Milly babbled on day after day; when she wasn’t talking about her new life she was making fun of the old one. Seabourne provided great scope for her wit; she enjoyed walking up and down the esplanade, ridiculing the inhabitants.
‘What a queer crew, Joan, just look at them! They think they’re alive, too, and that’s the funniest thing about them.’
Joan tried to enter in and to appear amused and interested, but she was very heavy of heart. And in addition to this a certain new commonness about her sister jarred her; Milly had grown second-rate and her sense of humour was second-rate too. Still, she was happy and, so far as Joan knew, good, and the other thing mattered so little after all. Mr. Thompson had left Seabourne, so there was really nothing to worry about so far as Milly was concerned; she was launched, and if she came to shipwreck later on it would not be Joan’s fault, she had done everything she could for Milly.
There was no mutual understanding between them; Joan felt no temptation to take her sister into her confidence. Milly had received the news of Elizabeth’s departure much as she always took things that did not concern her personally — listening with half an ear, while apparently thinking of something else. She had sympathized perfunctorily: ‘Poor old Joan, what a beastly shame!’ But her voice had lacked conviction. After all, it was not so bad for Joan, who had no talent in particular, it was when you had the artistic temperament that things went deep with you.
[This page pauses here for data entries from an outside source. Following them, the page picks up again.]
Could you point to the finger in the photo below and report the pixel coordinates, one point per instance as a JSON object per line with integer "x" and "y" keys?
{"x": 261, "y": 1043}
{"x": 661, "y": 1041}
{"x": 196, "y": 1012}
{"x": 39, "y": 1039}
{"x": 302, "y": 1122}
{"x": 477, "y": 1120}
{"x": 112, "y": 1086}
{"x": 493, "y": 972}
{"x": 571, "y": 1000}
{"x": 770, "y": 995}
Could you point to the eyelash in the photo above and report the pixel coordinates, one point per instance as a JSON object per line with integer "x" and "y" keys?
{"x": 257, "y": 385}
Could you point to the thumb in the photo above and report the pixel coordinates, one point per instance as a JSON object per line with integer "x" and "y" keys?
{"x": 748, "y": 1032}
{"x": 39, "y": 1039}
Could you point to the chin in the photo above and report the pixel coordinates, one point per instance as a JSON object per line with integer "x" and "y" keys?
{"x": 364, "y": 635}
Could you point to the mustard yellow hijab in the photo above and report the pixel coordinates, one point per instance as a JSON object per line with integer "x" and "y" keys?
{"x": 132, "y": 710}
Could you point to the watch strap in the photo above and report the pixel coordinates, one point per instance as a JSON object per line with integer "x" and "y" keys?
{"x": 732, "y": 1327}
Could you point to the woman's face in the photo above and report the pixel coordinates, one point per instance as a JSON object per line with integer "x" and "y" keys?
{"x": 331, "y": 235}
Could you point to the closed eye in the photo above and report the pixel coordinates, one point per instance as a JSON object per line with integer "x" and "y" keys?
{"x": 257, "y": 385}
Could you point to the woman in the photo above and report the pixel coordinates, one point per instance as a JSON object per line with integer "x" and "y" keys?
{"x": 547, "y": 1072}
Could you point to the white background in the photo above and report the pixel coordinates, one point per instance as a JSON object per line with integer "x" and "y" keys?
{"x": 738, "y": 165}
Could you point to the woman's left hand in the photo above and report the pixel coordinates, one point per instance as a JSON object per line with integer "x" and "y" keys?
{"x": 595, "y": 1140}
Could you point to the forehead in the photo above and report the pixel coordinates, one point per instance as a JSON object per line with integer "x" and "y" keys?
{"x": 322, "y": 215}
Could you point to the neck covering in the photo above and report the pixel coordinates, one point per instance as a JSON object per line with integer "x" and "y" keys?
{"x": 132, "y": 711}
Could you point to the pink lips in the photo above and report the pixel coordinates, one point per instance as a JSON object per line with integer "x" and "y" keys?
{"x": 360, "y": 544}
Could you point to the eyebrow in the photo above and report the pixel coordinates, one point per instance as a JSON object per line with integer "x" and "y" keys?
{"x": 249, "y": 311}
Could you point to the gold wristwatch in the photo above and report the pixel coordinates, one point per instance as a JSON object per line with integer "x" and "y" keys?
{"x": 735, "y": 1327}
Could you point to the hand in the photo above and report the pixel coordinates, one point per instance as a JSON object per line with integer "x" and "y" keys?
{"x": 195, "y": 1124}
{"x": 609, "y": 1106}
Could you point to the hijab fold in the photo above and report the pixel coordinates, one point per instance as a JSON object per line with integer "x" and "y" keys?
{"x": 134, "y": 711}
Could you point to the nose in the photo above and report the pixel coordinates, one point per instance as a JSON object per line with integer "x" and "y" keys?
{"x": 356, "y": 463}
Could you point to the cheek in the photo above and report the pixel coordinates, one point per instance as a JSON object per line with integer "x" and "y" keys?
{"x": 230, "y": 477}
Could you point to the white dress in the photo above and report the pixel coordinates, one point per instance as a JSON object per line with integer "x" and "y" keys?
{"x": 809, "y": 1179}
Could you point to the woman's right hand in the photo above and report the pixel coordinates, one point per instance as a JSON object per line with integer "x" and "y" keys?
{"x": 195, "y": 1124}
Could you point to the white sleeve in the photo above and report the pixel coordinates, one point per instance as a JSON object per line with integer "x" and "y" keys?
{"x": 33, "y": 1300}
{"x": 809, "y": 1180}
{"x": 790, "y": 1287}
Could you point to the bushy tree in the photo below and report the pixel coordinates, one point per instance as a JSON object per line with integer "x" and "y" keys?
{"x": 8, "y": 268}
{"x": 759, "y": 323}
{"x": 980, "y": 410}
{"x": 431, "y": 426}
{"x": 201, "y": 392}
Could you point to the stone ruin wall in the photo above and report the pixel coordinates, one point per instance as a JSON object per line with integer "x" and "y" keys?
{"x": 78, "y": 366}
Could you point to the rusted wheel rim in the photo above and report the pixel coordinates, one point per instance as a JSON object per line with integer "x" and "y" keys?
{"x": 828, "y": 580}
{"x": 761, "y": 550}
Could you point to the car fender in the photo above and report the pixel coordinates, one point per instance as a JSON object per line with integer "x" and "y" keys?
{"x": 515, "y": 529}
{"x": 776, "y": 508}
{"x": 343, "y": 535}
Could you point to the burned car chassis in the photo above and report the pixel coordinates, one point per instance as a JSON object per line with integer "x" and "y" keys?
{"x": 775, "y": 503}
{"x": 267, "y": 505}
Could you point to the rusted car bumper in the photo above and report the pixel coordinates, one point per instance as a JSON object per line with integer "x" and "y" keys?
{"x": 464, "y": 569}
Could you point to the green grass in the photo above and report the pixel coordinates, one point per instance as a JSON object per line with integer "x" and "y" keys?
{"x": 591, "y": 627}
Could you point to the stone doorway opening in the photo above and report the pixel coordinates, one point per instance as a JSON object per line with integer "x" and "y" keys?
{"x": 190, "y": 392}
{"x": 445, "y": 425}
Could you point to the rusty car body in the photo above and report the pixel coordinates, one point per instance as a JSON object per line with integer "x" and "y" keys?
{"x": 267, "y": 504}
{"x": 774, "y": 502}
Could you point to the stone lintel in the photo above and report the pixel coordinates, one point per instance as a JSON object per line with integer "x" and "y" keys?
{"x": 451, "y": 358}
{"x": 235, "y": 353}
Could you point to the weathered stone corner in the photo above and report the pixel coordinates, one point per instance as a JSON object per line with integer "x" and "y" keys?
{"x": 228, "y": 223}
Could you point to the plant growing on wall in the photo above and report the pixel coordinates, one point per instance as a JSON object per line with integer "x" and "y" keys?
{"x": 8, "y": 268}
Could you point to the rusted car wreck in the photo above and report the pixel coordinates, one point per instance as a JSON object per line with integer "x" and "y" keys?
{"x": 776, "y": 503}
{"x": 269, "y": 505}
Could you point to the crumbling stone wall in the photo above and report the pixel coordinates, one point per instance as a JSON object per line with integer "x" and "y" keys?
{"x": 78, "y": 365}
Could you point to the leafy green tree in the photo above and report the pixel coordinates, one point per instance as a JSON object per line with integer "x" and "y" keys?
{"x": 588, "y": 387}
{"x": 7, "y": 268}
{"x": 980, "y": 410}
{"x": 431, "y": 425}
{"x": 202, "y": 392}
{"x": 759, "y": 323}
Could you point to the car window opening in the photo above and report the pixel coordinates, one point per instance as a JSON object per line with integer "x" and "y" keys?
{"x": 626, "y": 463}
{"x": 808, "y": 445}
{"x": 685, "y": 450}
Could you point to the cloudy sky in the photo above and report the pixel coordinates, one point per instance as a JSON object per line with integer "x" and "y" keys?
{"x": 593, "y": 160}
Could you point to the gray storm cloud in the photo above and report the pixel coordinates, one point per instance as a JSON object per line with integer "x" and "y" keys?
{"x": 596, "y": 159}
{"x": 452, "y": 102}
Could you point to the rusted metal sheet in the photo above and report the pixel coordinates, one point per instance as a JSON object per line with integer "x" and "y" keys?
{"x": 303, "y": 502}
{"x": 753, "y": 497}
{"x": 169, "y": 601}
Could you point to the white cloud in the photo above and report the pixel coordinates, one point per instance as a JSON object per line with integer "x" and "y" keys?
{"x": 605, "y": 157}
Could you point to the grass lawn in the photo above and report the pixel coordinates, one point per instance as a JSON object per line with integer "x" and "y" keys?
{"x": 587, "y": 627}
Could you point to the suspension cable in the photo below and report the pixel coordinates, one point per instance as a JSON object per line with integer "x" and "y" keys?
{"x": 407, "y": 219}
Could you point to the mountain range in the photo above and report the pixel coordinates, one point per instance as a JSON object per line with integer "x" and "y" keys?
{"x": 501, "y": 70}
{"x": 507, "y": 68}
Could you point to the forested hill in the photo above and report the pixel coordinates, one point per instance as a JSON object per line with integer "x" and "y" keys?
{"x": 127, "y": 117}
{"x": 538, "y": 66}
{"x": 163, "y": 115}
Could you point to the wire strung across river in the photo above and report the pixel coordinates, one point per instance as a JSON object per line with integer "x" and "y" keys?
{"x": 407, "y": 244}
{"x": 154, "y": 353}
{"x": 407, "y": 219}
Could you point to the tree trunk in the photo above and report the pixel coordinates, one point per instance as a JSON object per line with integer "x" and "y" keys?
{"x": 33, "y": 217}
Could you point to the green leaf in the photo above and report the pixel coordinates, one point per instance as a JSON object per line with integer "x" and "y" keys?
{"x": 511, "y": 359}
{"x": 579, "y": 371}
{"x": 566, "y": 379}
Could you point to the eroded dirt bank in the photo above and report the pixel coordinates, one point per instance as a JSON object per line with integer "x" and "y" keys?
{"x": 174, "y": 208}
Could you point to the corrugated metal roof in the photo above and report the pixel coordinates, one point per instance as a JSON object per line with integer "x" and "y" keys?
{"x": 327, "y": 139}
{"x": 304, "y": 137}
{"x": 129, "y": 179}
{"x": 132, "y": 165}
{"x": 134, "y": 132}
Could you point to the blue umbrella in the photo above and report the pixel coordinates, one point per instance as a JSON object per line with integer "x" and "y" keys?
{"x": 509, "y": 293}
Joan had retired into her shell at this obvious lack of interest, and the subject was not discussed any more.
Milly seemed to take it for granted that Joan had given up all idea of Cambridge. ‘All I ask,’ she said laughing, ‘is that you don’t grow to look like them.’
‘Like whom?’ Joan asked sharply, nettled by Milly’s manner.
‘Like the rest of the Seabourne freaks.’
‘Oh, don’t get anxious about me; I may change my mind and go up next year, after all.’
‘Not you!’ said Milly with disturbing conviction.
On the whole, however, the holidays passed peaceably enough. They avoided having rows, which was always to the good, and when at last Milly’s trunks were packed and on the fly, Joan felt regretful that her sister was really going; Milly was rather amusing after all.